「金利を上げれば、株価は下がり、円高になるはずではないか?」
経済の教科書通りにいけばその通りです。しかし現実には、長期金利が2%の大台を超えてもなお、日本株は堅調さを保ち、為替は円安水準に留まっています。
投資家の多くが抱く「これはバブルなのか? 異常事態なのか?」という疑問。結論から言えば、これは「インフレ経済への移行期における正常な反応」である一方、非常に危ういバランスの上に成り立っています。
今回は、なぜ利上げ局面で株が買われるのかそのメカニズムと、これから訪れる株価の転換点(シナリオ)を解説します。
1. なぜ「利上げ=株安・円高」にならないのか?
現在の市場の動きを解く鍵は、「実質金利」と「日米金利差」の2つにあります。
① 円安の理由:まだ「金利差」が埋まらない
日本の長期金利が2%になったといっても、米国金利がそれ以上(例えば4%前後)であれば、機関投資家にとっては「まだドルで運用した方が儲かる」状態です。

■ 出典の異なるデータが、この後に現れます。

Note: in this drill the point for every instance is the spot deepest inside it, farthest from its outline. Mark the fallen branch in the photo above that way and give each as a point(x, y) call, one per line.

日銀の利上げペースが緩やかで、「これ以上急激には上げられないだろう(ハト派的利上げ)」と市場が見透かしているため、円を買う動きが限定的になり、円安が維持されています。
② 株高の理由:インフレヘッジと好業績
円安が続けば、トヨタなどの輸出企業や、海外展開している商社・ハイテク企業の業績は最高益を更新し続けます。
また、「金利2%」といっても、物価上昇率(インフレ)がそれ以上であれば、現金の価値は目減りします。
「現金のままでは損をする」という意識が働き、資金が株式市場へ逃避しているのが現在の株高の正体です。
2. これは異常か?正常か?
結論としては、「新しい正常(ニューノーマル)」です。
過去30年のデフレ下では「金利上昇=経済へのダメージ=株安」でした。
しかし、インフレ下では「金利上昇=経済が強い証拠=株高」という相関に変わることがあります(米国ではよくある現象です)。
日本経済がついに「金利のある世界」に適応し始めたサインとも言えますが、手放しでは喜べません。
3. 今後の株価予測:3つのシナリオ
では、この「居心地の良い株高」はいつまで続くのか。今後の金利水準によってシナリオは分岐します。
| シナリオ | 金利状況 | 株価の動き |
|---|---|---|
| ① 業績相場の継続 (メインシナリオ) | 長期金利 2.0%〜2.5%で安定 | 【緩やかな上昇】 銀行株(利ざや拡大)と輸出関連株が牽引。賃上げが続き、国内消費も底堅い状態。 |
| ② 逆業績相場へ (警戒シナリオ) | 長期金利 2.5%〜3.0%へ急騰 | 【下落・調整】 住宅ローン変動金利が大幅上昇し、個人消費が冷え込む。企業の借入コスト増が利益を圧迫し、株価は調整局面入り。 |
| ③ 円高ショック (リスクシナリオ) | 米国が利下げ 日本が利上げ | 【急落】 日米金利差が縮小し、一気に「円高」へ振れる。輸出企業の利益が吹き飛び、日経平均は大きく下げる。 |
4. 投資家が今やるべき対策
「金利上昇でも株高」というボーナスタイムは、金利がある一定ライン(危険水域)を超えるまでです。
銀行・保険株へのシフト
金利上昇が直接的な利益(メリット)になるのは、銀行や保険セクターです。これらは金利上昇局面でも株価が崩れにくい「ディフェンシブ」な側面を持ちます。
借金体質企業の除外
有利子負債(借金)が多い不動産会社や新興企業は、金利上昇による返済負担増が直撃します。財務諸表を見て、借金が少ない「キャッシュリッチ企業」を選別する必要があります。
まとめ:金利の「速度」に注目せよ
現在の株高は異常ではありませんが、「円安頼み」の側面が強いのも事実です。
今後、日銀が利上げを急ぐそぶりを見せたり、米国経済がリセッション(景気後退)入りして米金利が下がったりした瞬間、このバランスは崩れます。
「金利2%」という数字そのものよりも、「これ以上上がるスピードが速まるか?」に最大の注意を払ってください。